Has odalılardan kahvecibaşı, padişahın içeceği kahveyi hazırlamakla görevli olup, tüfekçi başı da nişan atışlarında ve avda bulunurken padişaha tüfek verir, berberbaşı ise padişahın başını traş ederdi. Has Odalılardan baş çavuş, padişahın Cuma namazına çıkışlarından yarım saat evvel maiyetinde bir kısım Has odalı olduğu halde, atlı ve resmi elbise ile alayla, camiye giderdi. Yolda giderken maiyyetinde biri sorguçlu, diğeri sorguçsuz iki Has odalı destar-ı hümayunu sıra ile taşırlar ve bu destan iki tarafa hafifçe eğerek alayı seyreden halka selam verirlerdi. Has odalılardan tırnakçı denilen görevli Perşembe’den Perşembeye padişahın tırnaklarını keserdi.
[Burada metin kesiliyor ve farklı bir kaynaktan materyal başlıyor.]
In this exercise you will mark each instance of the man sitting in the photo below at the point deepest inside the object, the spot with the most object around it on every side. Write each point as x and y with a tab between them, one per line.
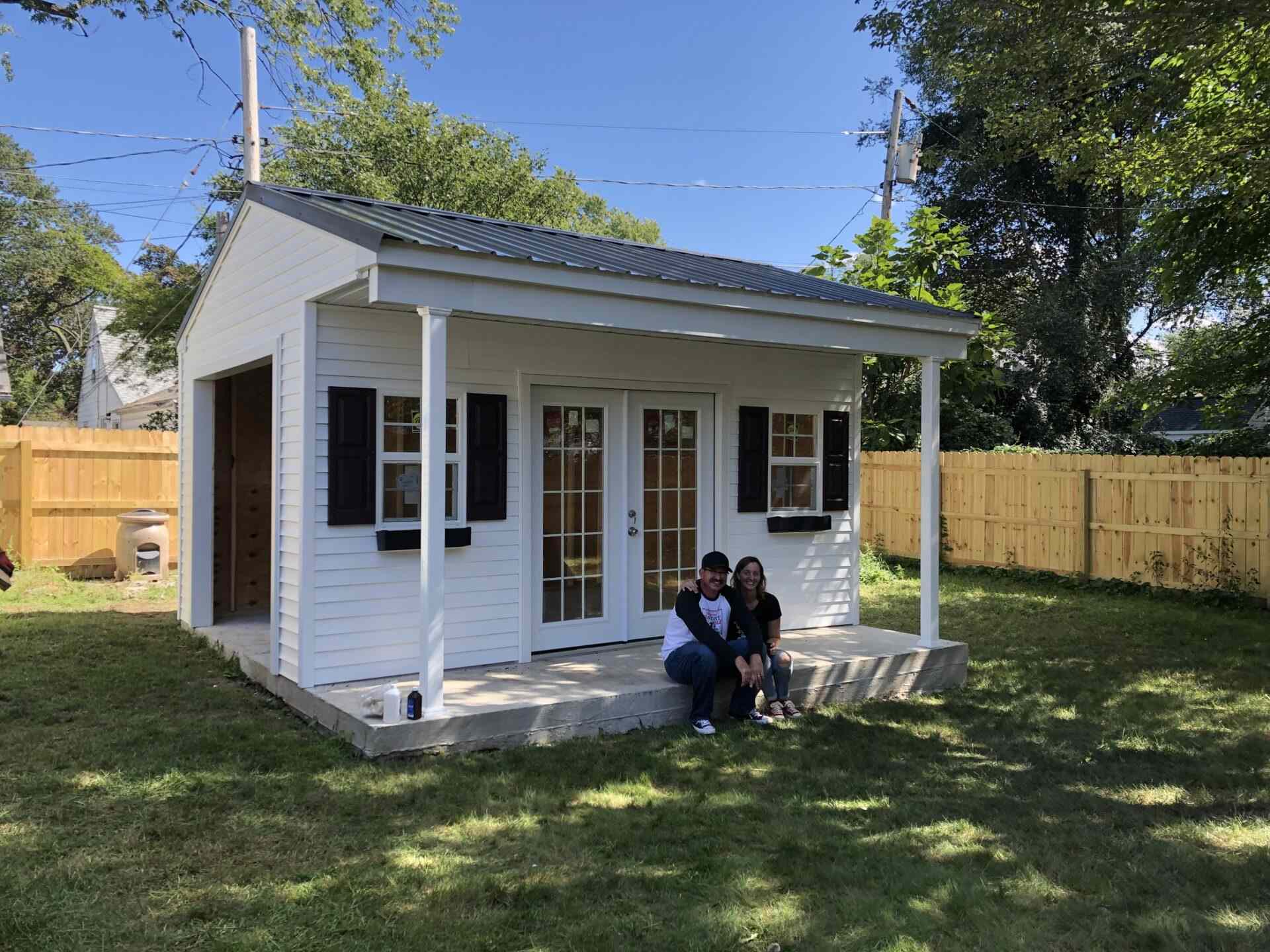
695	649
Has odalılara biri mevlut ayında, diğeri bayramda olmak üzere iki defa bahşiş verilirdi. Has Oda Başı’nın bahşişi XVII. yüzyıl ortalarında dört yüz, silah-darın yüz yetmiş, çuhadarın yüz yetmiş, rikapdarın yüz elli, doğancı başının yüz yirmi, tülbent gulamının yüz yirmi, miftah gulamının yüz on, peşkir gulamı, ibrik gulamı, mastçı (yoğurtçu) ve mastçı şakirdinin yüzer altındı. Bunlardan aşağı olan has odalılara seksen altın verilirdi.

Has odalılar eski ve acemiliklerine göre dışarı hizmetlerine çıkarılırlardı. Has odalı eskilerden anahtar gulamından aşağı eskiler müteferrika, acemiler ise çaşnigir olurdu. Ayrıca Has odalıların sancak beyliği ile çıkanları da olmuştur.